Havel Pavel 05.01.2019
3. Erdogans Faustpfand!
Die vielen Flüchtlinge im Land sind gleichzeitig auch Erdogans Lebensversicherung und Druckmittel zugleich, das er gegen die EU und insbesondere gegen Deutschland als fungierndes Klein Istanbul in der Hand halten wird. Er kann damit dringend notwendige wirtschaftliche Unterstützung seines Landes ebenso einfordern wie die Zustimmung zu bestimmten politischen Entscheidungen. Mag sein, dass man temporär versucht bestimmte unliebsamme Flüchtlinge loszuwerden, wobei die meisten davon wohl in die EU gelostst werden, was wohl nicht als besonders unpopulär ankommen dürfte.
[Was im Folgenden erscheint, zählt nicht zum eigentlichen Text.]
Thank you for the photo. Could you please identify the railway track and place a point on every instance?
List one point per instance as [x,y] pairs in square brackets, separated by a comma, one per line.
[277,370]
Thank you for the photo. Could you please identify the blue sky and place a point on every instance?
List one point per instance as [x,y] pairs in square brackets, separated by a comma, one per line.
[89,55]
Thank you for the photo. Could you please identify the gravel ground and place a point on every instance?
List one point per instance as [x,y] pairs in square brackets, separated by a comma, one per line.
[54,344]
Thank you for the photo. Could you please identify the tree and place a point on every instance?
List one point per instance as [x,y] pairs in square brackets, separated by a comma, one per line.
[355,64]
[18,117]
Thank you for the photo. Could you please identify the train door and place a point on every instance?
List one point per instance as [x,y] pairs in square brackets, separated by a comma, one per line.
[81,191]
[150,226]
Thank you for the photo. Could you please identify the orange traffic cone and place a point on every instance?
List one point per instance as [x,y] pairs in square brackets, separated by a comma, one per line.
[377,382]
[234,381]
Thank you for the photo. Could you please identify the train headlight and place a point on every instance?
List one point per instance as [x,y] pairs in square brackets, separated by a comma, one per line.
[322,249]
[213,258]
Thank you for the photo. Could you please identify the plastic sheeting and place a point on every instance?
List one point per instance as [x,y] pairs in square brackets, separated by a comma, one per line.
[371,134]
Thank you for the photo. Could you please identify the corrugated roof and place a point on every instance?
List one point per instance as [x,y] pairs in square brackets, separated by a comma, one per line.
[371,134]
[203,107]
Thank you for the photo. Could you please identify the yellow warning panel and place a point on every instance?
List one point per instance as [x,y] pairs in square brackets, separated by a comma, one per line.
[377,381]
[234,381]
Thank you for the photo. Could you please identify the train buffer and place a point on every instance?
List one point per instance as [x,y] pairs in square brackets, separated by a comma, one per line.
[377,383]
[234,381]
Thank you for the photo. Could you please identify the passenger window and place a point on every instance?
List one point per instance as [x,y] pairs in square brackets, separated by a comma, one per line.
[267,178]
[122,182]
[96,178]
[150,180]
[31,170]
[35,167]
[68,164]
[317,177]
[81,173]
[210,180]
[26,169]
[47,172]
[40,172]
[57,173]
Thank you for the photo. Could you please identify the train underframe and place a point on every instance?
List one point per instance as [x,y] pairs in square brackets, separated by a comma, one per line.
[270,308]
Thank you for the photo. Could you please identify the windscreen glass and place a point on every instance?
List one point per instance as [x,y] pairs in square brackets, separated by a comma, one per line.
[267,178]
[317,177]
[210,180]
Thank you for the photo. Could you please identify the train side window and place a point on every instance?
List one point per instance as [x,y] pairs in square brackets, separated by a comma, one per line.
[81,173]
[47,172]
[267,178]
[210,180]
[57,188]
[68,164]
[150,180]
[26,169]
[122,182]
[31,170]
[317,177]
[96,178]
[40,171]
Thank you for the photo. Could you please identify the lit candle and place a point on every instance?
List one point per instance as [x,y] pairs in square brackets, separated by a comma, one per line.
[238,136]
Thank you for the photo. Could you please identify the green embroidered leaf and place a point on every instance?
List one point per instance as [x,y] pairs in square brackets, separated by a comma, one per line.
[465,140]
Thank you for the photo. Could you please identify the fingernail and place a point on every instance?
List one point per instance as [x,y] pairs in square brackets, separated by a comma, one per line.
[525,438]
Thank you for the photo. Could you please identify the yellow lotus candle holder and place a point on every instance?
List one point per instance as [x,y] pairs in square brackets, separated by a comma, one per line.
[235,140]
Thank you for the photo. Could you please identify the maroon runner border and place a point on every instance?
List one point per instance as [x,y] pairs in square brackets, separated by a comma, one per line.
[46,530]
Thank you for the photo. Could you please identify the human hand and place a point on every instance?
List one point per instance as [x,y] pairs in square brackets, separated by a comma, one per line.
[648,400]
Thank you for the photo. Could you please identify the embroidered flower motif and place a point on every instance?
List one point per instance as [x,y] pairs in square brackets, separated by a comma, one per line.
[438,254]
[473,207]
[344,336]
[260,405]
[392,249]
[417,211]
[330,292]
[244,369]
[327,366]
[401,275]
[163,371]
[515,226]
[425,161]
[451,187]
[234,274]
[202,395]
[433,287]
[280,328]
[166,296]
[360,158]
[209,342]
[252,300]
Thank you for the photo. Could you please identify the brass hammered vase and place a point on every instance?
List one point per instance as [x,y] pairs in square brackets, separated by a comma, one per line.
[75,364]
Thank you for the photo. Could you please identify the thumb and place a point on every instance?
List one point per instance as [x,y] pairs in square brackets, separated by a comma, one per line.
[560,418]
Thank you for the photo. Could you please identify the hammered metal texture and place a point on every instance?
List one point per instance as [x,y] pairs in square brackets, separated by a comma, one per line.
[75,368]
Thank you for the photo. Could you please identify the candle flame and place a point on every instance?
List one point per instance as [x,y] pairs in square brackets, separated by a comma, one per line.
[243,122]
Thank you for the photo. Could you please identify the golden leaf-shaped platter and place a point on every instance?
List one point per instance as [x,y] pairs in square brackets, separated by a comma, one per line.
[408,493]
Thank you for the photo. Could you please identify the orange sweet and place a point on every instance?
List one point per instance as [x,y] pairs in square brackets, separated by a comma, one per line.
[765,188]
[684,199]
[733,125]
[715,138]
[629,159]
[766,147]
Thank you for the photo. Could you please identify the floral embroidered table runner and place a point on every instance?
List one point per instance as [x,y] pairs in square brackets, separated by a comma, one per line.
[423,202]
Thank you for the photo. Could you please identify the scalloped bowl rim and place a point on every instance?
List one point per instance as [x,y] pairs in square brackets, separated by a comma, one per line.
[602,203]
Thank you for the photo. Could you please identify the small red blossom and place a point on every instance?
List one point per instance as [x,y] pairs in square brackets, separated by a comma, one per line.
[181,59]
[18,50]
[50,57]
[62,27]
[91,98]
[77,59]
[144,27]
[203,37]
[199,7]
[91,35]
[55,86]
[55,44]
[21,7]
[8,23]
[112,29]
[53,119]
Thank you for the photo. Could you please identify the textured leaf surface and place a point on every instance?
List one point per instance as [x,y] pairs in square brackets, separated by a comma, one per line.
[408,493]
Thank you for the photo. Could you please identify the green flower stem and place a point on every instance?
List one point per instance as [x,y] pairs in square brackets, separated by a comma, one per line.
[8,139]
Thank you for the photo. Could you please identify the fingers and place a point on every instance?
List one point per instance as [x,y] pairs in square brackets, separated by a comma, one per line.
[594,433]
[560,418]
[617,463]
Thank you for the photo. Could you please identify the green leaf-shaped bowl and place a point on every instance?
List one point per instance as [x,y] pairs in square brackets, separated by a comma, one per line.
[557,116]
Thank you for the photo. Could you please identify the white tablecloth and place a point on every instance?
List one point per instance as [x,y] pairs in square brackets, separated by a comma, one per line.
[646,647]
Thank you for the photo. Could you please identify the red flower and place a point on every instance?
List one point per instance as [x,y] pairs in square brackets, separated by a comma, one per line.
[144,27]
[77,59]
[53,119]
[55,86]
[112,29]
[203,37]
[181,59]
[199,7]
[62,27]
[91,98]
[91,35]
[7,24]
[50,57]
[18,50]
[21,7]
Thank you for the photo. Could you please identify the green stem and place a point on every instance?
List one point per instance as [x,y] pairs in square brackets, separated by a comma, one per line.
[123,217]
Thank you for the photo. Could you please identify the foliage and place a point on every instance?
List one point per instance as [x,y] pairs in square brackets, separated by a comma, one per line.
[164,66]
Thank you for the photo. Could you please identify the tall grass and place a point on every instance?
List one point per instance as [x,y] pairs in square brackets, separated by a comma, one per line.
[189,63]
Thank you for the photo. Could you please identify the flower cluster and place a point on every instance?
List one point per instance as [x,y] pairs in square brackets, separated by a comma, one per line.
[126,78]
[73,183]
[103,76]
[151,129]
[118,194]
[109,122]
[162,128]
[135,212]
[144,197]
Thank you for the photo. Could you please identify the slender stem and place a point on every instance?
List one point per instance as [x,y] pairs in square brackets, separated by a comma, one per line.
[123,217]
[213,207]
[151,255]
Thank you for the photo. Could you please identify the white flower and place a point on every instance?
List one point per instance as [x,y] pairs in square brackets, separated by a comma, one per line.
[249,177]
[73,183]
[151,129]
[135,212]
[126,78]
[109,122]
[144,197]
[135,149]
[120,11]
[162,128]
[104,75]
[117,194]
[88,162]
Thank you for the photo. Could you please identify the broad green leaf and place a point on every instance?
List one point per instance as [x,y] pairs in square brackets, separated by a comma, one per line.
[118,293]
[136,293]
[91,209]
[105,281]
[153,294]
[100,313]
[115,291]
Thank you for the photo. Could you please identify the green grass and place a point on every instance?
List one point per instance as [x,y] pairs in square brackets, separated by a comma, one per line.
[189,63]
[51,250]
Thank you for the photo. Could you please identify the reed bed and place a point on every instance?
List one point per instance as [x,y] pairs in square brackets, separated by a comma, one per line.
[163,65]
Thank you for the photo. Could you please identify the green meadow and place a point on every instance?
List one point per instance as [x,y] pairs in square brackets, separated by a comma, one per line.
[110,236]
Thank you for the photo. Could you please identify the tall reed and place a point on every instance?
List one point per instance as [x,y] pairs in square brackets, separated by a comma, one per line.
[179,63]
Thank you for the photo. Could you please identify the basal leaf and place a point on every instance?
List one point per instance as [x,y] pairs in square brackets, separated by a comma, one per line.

Die Zahlen ankommender Flüchtlinge sollen ja wieder in jüngster Zeit erfreunlich ansteigen. Angeblich sollen sich in der Türkei ja so um etwa drei Millionen Flüchlinge aufhalten, von denen die meisten sicher nichts dagegn hätten in die EU befördert zu werden, bevorzugt natürlich nach Deutshland, weil dort die Akzeptanz nach wie vor ungebrochen hoch ist, sieht man mal von bestimmten Parteien und deren Wählerklientel ab!
Pfaffenwinkel 05.01.2019
4. Kein Land
will die Flüchtlinge wirklich. Jedenfalls nicht auf Dauer, so dass sie sich eine neue Existenz aufbauen können. Es ist einfach nur traurig.
RudiRastlos2 05.01.2019
5.
Kein Land nimmt mehr Flüchtlinge auf, als die Türkei. Unter welchen Bedingungen diese dort Leben und welche Perspektive sie dort haben, wird leider meist unterschlagen. Ein Syrischer Flüchtling in Deutschland bekommt Ausbildung/Studium bezahlt und hat eine realistische Bleibeperspektive bis ans Lebensende. Was erhält ein Syrischer Flüchtling in der Türkei, ausser Diskriminierung und Armut?